According to the dictionary, a hoop pole is: a straight slender length of green sapling wood usually of hickory or white oak that was formerly used as stock for barrel hoop.
Just spent several hours in the Shorpy Vortex, where curiosity can kill the good part of a day.
Wondering what this ramshackle scene looks like today (narrow grassy field leading to the Rappahannock River), I had Google "drive" me right next door to 401-403 Sophia Street and an 1843 white antebellum duplex. This home was just yards from the boys and their barrel. But Street View hasn't been upgraded since divided local furor led to, and also didn't prevent, the demolition of the building in 2015. The structure was the last one standing in a noted Civil War photo.
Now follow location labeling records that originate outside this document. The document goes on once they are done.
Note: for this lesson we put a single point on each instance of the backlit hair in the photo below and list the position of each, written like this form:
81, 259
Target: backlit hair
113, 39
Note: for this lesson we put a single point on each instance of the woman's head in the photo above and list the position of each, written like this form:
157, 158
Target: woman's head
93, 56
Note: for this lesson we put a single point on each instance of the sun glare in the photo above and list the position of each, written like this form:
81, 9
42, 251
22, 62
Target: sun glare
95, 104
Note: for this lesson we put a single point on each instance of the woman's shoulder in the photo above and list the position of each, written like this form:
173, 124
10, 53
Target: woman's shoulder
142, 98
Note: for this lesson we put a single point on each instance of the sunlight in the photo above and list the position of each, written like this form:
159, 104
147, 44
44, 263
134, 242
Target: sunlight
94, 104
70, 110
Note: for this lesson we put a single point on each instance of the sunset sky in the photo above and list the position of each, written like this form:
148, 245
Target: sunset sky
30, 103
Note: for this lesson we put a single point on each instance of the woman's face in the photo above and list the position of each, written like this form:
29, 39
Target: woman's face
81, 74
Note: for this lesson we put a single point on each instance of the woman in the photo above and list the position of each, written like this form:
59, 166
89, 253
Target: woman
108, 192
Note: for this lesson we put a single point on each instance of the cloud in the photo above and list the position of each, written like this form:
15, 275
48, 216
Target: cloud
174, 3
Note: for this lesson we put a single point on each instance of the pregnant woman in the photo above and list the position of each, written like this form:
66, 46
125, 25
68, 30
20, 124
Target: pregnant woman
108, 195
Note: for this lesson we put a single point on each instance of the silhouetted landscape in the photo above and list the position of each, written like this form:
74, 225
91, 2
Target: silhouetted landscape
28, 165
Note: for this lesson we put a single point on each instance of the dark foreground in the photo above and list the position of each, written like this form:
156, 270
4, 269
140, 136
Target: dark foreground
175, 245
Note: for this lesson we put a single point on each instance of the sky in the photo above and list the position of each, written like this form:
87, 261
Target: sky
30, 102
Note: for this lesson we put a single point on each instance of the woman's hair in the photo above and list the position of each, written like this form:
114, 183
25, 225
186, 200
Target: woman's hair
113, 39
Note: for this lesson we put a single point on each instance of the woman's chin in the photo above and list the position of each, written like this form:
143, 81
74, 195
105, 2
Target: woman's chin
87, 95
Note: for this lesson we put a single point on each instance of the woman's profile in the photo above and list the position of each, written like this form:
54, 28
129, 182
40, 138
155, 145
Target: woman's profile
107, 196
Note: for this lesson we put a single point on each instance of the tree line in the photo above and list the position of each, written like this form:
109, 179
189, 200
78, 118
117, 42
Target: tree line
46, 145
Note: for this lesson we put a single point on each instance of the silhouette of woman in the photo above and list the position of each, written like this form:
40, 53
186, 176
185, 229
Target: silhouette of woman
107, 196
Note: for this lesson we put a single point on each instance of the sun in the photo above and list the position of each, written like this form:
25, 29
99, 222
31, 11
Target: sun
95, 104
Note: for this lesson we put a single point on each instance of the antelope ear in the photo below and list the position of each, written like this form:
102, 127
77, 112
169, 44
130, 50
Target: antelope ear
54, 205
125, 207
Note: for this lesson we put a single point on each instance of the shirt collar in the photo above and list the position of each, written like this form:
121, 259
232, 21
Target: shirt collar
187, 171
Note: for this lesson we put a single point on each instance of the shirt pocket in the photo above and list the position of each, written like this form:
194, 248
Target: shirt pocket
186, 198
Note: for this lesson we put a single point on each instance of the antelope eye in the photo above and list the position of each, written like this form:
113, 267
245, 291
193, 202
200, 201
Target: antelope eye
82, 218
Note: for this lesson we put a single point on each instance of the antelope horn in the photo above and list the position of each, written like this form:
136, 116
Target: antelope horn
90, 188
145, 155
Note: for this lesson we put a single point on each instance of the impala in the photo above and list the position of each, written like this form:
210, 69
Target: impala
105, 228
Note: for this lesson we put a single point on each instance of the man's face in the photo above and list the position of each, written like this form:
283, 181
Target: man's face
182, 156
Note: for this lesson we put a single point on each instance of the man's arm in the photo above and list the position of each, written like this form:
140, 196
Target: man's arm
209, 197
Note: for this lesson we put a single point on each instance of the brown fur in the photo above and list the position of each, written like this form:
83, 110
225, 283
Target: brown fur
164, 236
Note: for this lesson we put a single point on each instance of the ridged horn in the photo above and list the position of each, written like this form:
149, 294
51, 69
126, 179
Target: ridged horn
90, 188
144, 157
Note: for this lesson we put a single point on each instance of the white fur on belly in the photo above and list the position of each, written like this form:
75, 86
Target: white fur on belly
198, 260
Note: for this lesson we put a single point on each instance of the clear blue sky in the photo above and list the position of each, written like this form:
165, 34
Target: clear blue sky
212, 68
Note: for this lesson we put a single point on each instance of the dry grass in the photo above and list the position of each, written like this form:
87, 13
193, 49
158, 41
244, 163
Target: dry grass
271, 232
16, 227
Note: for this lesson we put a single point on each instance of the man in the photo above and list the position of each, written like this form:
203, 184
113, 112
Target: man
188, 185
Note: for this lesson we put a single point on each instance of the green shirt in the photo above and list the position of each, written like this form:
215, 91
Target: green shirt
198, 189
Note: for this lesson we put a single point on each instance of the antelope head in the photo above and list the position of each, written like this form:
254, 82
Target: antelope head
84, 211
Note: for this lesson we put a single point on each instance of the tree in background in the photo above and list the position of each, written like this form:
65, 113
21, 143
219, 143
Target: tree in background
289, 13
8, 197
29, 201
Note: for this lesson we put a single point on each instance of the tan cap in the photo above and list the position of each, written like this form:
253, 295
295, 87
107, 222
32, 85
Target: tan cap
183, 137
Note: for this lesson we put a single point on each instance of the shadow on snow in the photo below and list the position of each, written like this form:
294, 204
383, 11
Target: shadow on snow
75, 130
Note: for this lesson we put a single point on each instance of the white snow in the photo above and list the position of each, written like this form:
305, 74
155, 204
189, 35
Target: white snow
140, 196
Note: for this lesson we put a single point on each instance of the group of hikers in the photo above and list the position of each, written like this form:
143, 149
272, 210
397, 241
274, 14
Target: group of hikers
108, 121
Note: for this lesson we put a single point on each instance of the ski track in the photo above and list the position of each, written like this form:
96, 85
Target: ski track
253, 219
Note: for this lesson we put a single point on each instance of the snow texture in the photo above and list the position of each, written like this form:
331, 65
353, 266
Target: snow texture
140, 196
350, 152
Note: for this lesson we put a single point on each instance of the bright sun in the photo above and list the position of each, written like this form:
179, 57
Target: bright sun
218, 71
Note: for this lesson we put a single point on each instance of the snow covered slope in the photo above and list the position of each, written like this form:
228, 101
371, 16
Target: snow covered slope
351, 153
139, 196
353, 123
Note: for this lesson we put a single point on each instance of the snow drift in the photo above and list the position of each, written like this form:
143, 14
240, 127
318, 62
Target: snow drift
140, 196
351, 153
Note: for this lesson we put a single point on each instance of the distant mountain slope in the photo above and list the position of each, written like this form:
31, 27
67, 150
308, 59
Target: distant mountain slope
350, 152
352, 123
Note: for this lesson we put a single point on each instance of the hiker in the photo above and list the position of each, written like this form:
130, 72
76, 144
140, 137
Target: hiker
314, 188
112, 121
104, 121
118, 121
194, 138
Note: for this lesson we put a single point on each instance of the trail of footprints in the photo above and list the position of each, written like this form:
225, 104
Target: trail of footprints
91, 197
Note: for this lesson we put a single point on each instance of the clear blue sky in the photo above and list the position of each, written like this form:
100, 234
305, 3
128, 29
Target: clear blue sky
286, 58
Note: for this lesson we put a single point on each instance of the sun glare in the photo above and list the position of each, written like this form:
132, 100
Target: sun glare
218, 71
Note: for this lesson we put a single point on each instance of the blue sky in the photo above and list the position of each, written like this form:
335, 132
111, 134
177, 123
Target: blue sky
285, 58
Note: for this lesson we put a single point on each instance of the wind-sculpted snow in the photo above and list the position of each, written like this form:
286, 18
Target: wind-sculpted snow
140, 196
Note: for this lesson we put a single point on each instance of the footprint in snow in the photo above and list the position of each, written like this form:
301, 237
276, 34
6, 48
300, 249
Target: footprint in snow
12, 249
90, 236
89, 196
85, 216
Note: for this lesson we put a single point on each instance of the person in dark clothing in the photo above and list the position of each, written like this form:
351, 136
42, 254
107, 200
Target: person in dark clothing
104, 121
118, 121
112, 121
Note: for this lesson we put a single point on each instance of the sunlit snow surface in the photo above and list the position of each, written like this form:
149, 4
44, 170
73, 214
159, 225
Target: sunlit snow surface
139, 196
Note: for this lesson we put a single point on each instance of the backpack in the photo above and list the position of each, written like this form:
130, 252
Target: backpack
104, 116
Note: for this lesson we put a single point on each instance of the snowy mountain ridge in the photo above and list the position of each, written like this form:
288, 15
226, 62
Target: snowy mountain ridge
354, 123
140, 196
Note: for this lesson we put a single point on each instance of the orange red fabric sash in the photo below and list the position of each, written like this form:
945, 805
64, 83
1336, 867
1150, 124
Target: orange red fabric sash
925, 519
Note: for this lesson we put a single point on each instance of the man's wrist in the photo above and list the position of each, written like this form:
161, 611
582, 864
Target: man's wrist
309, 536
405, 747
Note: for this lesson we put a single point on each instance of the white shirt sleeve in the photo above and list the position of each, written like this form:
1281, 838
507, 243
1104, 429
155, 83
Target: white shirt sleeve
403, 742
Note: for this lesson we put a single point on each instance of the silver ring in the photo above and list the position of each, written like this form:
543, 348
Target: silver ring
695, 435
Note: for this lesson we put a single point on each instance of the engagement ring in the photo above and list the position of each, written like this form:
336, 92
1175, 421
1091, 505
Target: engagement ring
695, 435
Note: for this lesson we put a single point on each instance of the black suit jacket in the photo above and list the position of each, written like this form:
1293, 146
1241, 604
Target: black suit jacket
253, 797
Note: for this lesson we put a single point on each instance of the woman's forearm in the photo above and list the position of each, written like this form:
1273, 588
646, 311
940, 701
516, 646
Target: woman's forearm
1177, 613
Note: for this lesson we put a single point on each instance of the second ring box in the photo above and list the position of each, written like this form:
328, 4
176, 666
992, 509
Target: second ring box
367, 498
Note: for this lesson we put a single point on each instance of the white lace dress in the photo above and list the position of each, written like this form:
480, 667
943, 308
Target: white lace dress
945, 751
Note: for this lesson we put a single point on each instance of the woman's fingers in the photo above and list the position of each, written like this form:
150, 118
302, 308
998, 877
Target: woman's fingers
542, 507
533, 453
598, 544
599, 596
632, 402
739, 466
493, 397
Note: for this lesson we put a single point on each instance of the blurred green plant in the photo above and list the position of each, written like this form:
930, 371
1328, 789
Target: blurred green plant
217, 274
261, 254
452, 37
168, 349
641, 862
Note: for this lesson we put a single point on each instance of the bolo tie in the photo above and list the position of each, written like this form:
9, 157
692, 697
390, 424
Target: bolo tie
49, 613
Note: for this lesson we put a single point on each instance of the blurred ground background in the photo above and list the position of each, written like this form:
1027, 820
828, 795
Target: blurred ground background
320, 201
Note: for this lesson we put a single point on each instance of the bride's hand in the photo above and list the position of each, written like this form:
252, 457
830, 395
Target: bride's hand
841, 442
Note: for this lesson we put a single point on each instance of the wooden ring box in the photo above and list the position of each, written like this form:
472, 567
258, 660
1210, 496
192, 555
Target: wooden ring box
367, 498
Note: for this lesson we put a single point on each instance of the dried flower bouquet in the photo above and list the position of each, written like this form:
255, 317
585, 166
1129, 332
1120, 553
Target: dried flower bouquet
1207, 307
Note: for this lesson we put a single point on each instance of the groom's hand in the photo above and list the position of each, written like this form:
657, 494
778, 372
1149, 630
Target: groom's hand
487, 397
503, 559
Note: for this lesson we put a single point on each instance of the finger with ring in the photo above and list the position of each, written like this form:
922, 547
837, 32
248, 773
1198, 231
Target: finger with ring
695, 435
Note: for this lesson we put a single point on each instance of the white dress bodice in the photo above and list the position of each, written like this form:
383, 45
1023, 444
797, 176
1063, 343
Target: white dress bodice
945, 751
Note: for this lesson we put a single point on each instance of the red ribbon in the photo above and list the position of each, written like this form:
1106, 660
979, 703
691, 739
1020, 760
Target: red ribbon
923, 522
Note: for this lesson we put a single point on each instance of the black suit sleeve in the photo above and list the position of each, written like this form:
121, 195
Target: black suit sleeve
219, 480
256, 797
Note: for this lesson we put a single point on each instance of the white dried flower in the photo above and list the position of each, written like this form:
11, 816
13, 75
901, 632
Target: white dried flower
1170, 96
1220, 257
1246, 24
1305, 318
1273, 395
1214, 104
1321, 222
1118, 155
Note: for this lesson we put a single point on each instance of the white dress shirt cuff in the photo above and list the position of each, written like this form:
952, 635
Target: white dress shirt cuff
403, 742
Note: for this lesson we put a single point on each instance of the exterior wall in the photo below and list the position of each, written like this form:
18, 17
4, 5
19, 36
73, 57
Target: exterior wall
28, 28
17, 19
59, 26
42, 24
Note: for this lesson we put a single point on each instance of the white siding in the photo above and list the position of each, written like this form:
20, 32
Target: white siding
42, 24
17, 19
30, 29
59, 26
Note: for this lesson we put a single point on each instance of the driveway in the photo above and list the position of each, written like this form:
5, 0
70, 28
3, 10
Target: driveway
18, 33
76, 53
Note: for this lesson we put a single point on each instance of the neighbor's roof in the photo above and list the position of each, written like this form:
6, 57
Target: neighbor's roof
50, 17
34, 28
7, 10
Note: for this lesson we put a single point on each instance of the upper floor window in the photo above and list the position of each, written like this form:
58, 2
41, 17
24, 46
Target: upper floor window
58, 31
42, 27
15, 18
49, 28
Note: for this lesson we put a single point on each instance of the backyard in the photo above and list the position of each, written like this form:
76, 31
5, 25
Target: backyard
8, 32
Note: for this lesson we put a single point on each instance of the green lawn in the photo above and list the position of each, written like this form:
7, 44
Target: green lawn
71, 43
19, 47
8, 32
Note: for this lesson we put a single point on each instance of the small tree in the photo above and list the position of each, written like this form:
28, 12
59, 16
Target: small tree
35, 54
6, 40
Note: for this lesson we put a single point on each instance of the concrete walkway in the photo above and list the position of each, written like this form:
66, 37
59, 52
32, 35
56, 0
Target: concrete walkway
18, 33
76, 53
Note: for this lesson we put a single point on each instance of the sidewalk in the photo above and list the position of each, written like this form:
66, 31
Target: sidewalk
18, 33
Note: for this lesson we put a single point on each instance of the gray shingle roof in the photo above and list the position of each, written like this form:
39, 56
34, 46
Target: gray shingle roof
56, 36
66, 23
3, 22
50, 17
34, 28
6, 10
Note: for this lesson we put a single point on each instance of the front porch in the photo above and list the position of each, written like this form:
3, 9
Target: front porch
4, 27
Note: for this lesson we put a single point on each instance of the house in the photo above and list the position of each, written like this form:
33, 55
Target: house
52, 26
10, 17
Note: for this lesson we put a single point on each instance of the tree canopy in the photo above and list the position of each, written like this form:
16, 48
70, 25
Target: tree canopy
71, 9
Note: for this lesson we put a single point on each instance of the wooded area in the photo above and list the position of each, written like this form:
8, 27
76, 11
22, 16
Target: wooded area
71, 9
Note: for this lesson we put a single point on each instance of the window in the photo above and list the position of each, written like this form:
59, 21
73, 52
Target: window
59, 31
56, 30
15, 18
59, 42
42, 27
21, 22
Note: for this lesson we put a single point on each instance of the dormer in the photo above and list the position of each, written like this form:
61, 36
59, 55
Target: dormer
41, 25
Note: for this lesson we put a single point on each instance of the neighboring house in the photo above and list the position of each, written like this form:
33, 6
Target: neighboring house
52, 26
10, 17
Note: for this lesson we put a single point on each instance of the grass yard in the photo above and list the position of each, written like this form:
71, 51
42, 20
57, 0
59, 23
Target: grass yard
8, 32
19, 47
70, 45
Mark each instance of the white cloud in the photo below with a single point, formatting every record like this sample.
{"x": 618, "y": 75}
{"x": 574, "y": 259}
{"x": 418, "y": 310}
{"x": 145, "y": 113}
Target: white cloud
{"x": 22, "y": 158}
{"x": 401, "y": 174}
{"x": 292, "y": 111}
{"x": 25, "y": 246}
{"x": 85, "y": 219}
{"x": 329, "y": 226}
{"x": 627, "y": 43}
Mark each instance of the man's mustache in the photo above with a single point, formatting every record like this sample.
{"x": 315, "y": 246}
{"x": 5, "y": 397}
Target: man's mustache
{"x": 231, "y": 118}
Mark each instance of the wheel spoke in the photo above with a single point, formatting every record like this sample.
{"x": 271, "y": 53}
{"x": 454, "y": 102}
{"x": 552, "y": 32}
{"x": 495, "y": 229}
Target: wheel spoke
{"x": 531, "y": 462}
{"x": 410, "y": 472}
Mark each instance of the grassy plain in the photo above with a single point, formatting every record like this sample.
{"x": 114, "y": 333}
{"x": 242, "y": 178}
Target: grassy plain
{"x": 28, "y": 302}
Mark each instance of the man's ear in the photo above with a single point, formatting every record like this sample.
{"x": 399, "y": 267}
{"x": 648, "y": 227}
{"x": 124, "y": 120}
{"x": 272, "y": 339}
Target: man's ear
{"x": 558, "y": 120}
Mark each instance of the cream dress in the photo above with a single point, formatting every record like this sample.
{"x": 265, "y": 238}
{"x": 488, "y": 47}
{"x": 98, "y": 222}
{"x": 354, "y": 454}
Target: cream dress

Spokeo revealed the home's most recent resident's name which led to a new search - and a 1998 "Free Lance-Star" newspaper article about that resident's ongoing battle with human filth and sex acts just a few feet away. He described the spot as the "only nasty area on the whole river".
Right next to that article was a heartbreaking local story about wife v. family's (probably famed) legal travails over removing the feeding tube of an injured TV news anchor. I totally got caught up in taking that fork in history's road.
This entire journey had nothing to do with the boys and their barrel, but everything to do with the wonders of Shorpy and where pondering over a simple picture can lead.